I have recently bought a Raspberry Pi 2 for my term project but I have no experience at all. So far, I had been looking for tutorials but I am not sure they are talking about what I want to do (they connect Raspberry Pi to a screen and install an operating system to it, I think. I'm not sure that is a must or if they just want to use it like a computer, that's why I didn't want to blindly follow anything and Im explicitly asking it now).

I want to know how to program it from scratch. I have Windows and I also can run Ubuntu on virtual box. What do I do to, say, make a LED blink on a particular pin, while avoiding functions that I will not use (like installing an operating system if it is not good for my goal)?

Lets make the question as specific as possible:

How do I blink a LED using Windows or Ubuntu assuming my Raspberry Pi is new? (it has no setup, if it needs any)

Do I just write a python code and save it something like main.py and upload it to a SD card? How does it recognize which code to run? How does this work?

  • 1
    Step 1: You do need to install an operating system.
    – goldilocks
    Commented Oct 17, 2015 at 19:46
  • As goldilocks says above, you need an OS running, as the Pi is a fully fledged computer. You seem to be thinking that it is the same as a microcontroller, such as an Arduino (or BeagleBone or what have you), where only a few lines of code will suffice. Unfortunately this is not the case. Well done for asking the question though - as a newbie it is easy to have misconceptions about the Pi. :-) Commented Oct 18, 2015 at 21:45
  • Yeah it seems I got the whole picture wrong :) thats why I was hesitant to install the operating system. Thanks for the insight!
    – ozgeneral
    Commented Oct 19, 2015 at 7:05

2 Answers 2


You seem to have some misconceptions about what a Raspberry Pi is. A Raspberry Pi is a proper computer (as in: it has a processor and a GPU, memory, input and output connectors) which, just like your Windows and Ubuntu machines, needs an Operating System to do anything at all. That OS can be simple or complex, but most OSes available have a default GUI for you to work with (but can be configured to give you a text-based login as well). Then, once you have an OS up and running, the RPi allows you to connect to external hardware using the GPIO, for which it has a range of tools available (RPI.GPIO is just one example for when you'd like to program using Python). This is where the RPi differs from a normal computer - the availability of GPIO pins (combined with 5V, 3V3 and GND) to interact with external devices.

If you want a device to which you just upload some code and it interacts with external hardware, you might want to look at Arduino (and its clones), this type of device has a microcontroller (not a microprocessor, though the difference is sort of theoretical) on it which does not need an operating system to function.
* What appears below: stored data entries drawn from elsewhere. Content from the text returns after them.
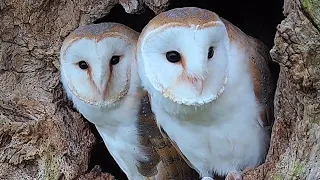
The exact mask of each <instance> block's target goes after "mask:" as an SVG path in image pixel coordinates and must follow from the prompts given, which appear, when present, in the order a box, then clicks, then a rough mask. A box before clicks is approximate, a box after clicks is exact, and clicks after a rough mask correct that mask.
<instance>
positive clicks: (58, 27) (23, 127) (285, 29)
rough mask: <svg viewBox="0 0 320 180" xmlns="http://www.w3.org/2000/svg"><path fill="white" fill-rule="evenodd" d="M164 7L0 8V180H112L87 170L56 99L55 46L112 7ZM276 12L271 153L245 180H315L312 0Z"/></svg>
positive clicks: (55, 53) (270, 150) (47, 3)
mask: <svg viewBox="0 0 320 180" xmlns="http://www.w3.org/2000/svg"><path fill="white" fill-rule="evenodd" d="M168 1H169V0H78V1H77V2H74V1H70V0H56V1H52V0H37V1H24V0H0V85H1V87H2V88H0V179H6V180H11V179H14V180H15V179H34V178H37V179H50V180H51V179H53V180H55V179H68V180H69V179H79V180H87V179H96V180H98V179H99V180H102V179H110V180H111V179H113V177H112V176H111V175H108V174H104V173H101V170H100V169H99V167H95V168H94V169H92V170H89V169H88V163H89V157H90V151H91V149H92V147H93V145H94V143H95V138H94V136H93V134H92V133H91V131H90V129H89V126H88V124H87V123H85V121H84V119H83V118H81V116H80V114H79V113H77V112H76V111H75V110H74V109H73V108H72V104H71V103H70V102H69V101H67V99H66V96H65V94H64V93H63V91H62V87H61V83H60V82H59V81H60V78H59V59H58V57H59V50H60V47H61V43H62V41H63V40H64V38H65V37H66V36H67V35H68V34H69V33H70V32H71V31H73V30H74V29H75V28H77V27H78V26H80V25H84V24H89V23H92V22H94V21H95V20H97V19H98V18H101V17H103V16H105V15H107V14H108V13H109V12H110V10H111V9H112V7H113V6H114V5H115V4H117V3H120V4H121V5H122V6H123V7H124V9H125V11H126V12H127V13H140V12H142V11H143V10H144V8H145V6H148V7H149V8H151V9H152V10H153V11H154V12H155V13H156V14H157V13H159V12H161V11H164V10H165V8H166V7H167V6H168ZM284 14H285V15H286V19H285V20H283V22H282V23H281V25H279V26H278V31H277V34H276V37H275V46H274V47H273V49H272V50H271V55H272V57H273V60H274V61H275V62H277V63H279V64H280V75H279V80H278V83H277V84H278V87H277V91H276V95H275V117H276V122H275V124H274V127H273V133H272V141H271V146H270V150H269V154H268V157H267V160H266V162H265V163H264V164H263V165H261V166H260V167H258V168H256V169H253V170H250V171H248V172H246V173H245V175H244V179H245V180H247V179H252V180H260V179H261V180H262V179H266V180H267V179H274V180H287V179H310V180H315V179H320V160H319V156H320V155H319V154H320V142H319V141H320V126H319V125H320V106H319V102H320V55H319V54H320V0H300V1H299V0H285V6H284Z"/></svg>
You write your code on another device (e.g. your computer), connect the Arduino, flash your code to it, and voila! it runs.

  • I did not choose arduino or any other microcontroller because I will make an image processing project. Since raspberry pi was 900MHz, I thought it would work significantly faster just with a slight increase in price. Honestly I had no idea it actually was a computer. I have one follow up question if you do not mind. Since it will run an OS in the background along with my code, does that mean the given speed of 900MHz will significantly decrease due to background operations? What net speed of execution should I expect for my codes? Is there any specific OS for my purposes?
    – ozgeneral
    Commented Oct 19, 2015 at 7:12
  • @OE1: I would ask this as a new question, but give specific examples (e.g. what needs to run at 900Mhz? Simple code execution? Or are you looking for 900Mhz signal frequencies on the GPIO?). Note that just like the original Pi, the RPi2 is overclockable to at least 1Ghz (fanless).
    – Phil B.
    Commented Oct 19, 2015 at 12:23
  • Yes I just need to execute a single code and not anything else if possible. I just asked it in a new question but someone thinks this belongs to cs. I would still appreciate if you have any insight you could provide though.
    – ozgeneral
    Commented Oct 19, 2015 at 16:36

You have a lot of choices to learn Raspberry Pi! First of all, the original website is very perfect and enough for that:

  1. https://www.raspberrypi.org/resources/learn/

Also some blogs are available to teach you how to program and how to do someting with Raspberry Pi to do. This website shows daily usage of Raspberry Pi:

  1. http://www.onuryolal.com/f/b/raspberrypi.html

And, please search any question on Google to do someting very quick!